What if franchisees want to terminate before their contract is up? Do they have the right to do that as well?
In most contracts, they do not. Very few franchise agreements have what are called buyout clauses. The percentage of agreements focused on what the franchisor can do as opposed to what the franchisee can do is probably in the high 90 percent range. Some franchise agreements do have a buyout clause. We actually instituted that at AlphaGraphics in 1992--[the clause says] if franchisees have been in business for a certain amount of time and are in compliance with the requirements of their agreement, they can buy out of their agreement upon payment of some amount of money, which is a multiple of the previous years' royalties.
Interestingly enough, since that was put in place, less franchisees have bought out than you have fingers on your hands. It's almost as if franchisees like having the clause, but they just don't ever intend on having to use it.
If franchisees are in a system where they do not have a buyout clause and termination isn't an option, what can they do if they feel the franchisor isn't living up to their agreement?
They can sue. They can go to the franchise agreement and say, "Here's what you said you were going to do and you're not doing it," then it becomes a court case or it goes to mediation or arbitration. The first thing I hope they would do is go to mediation, because that's when people sit down and think about this with level heads. If that doesn't work, then arbitration, and if that doesn't work, then a suit.
In your experience, is there such a thing as an automatic renewal of a franchise?
No, there is not, and I'm going to clarify that. Generally agreements have a clause that says, "This agreement will be renewed if the franchisee is in full compliance with this agreement," and sometimes there's a renewal fee and sometimes there isn't. That clause is critical. That's not an automatic, but if they are doing a good job it is, and generally franchisors don't want to get rid of a franchisee who's doing a good job.
If franchisees aren't doing a good job, would they be notified by their franchisor?
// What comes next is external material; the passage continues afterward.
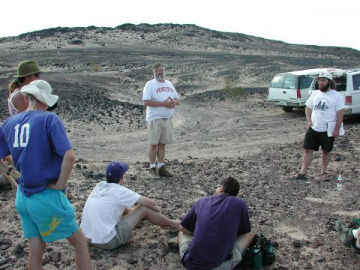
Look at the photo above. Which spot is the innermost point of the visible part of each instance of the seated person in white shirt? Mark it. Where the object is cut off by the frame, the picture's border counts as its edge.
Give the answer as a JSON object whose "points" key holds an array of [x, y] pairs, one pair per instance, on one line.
{"points": [[107, 220]]}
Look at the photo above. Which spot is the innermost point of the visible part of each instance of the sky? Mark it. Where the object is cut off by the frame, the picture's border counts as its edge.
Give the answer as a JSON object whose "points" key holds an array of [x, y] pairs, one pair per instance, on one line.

All those things have to be documented. Certainly it would be unusual at the end of a 10- or 15-year agreement to suddenly get a letter from your franchisor saying, "You're not in compliance with the agreement. We're terminating you." Most franchises document the ongoing relationship with the franchisees very clearly and have a file on each franchisee, so they know the good and the bad. When it comes time for renewal or termination, they've got documentation. A franchisor normally, in my experience, would not want to terminate a good franchisee. They would want to renew, as it's a lot cheaper and easier. If the franchisee is doing the business right and paying them, it doesn't make a lot of sense unless there are other internal reasons specific to an individual franchise.
What kind of questions should prospective franchisees ask to make sure they completely understand termination and renewal?
They should get the UFOC, and the franchise agreement in particular, reviewed by their own lawyer. Unfortunately, a lot of franchisee candidates don't do that, but they need to do this to understand what their rights are. This is sort of a buyer beware situation. We always told our candidates, "Please have a lawyer review this," and I never felt comfortable that the majority of them didn't. This is not the time in the process to save money. It's really important to understand what the clauses mean.
Then, if you have any specific questions, ask the franchise development person for clarification. He or she should know the answer to that because it's his or her job to know those agreements backward and forward.